The small Berntson living room became the gathering place for local Norwegian and Swedish musicians and Eleanore and her brother Maurice, a guitar player, quickly became fixtures of the music making even as youngsters. The inclusion of the pump organ and guitar brought in two new elements to the traditional Scandinavian folk music instrumentation....both Eleanore and Maurice further pushed the boundaries by not using their respective instruments merely as chording instruments, but by playing the melodies in unison with the violins. And, as Eleanore became older, she taught herself how to read music and began sending away for sheet music which came from Norway by way of Minneapolis. She, in turn, taught new Scandinavian tunes to the Berntson band members as they gathered around the wood stove, lit the kerosene lamps and played long into the night.
The pump organ itself presented the Berntson family with a subtle social issue in that particular time and place. Traditional Norwegian folk music was intended for dancing....many conservative Norwegian Lutherans looked on dancing as an absolute abomination and the folkdance music was literally regarded as "the music of the devil." The rural folk dances were of course lively affairs where drunkenness and fighting were all part of the scene... and even though the Berntson family was by nature a quiet and mild mannered bunch, the minister of the local Norwegian Lutheran Church was not the person one wanted to see pulling into the driveway when a music session was underway. The organ itself was considered by many to be an instrument for playing hymns and religious music...to use a sacred instrument in the playing of the devil's music then was in the minds of some, a moral outrage.

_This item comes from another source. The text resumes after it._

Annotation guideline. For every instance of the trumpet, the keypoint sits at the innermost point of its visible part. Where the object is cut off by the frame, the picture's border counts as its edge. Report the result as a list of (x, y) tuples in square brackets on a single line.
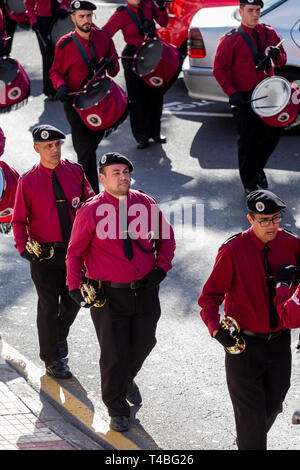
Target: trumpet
[(232, 325), (89, 294), (34, 248)]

So, being the rather reserved folk they were, the Berntsons discreetly navigated the perilous moral waters of Norwegian folkdance music in the 1920's, 30's and 40's in rural Wisconsin by playing amongst themselves and their many musician friends in small gatherings, honing their musical craft and gradually incorporating subtle elements of music which they heard on the radio. The music of the Grand Ole Oprey, German Polka music, early country music and other popular music of those years began showing up, especially in Maurice Berntson's guitar picking style...Maurice often played extra grace notes and turnaround licks which gave his playing a jaunty sound. Eleanore's style of playing reflected both her brother's rhythmic playfulness and her father's very mellow violin playing style....although the pump organ functions in somewhat the same fashion as would an accordion, Eleanore's playing is more rustic and charming than many Scandinavian accordion styles and gives the music a real feel for old-timey music from a different time and place.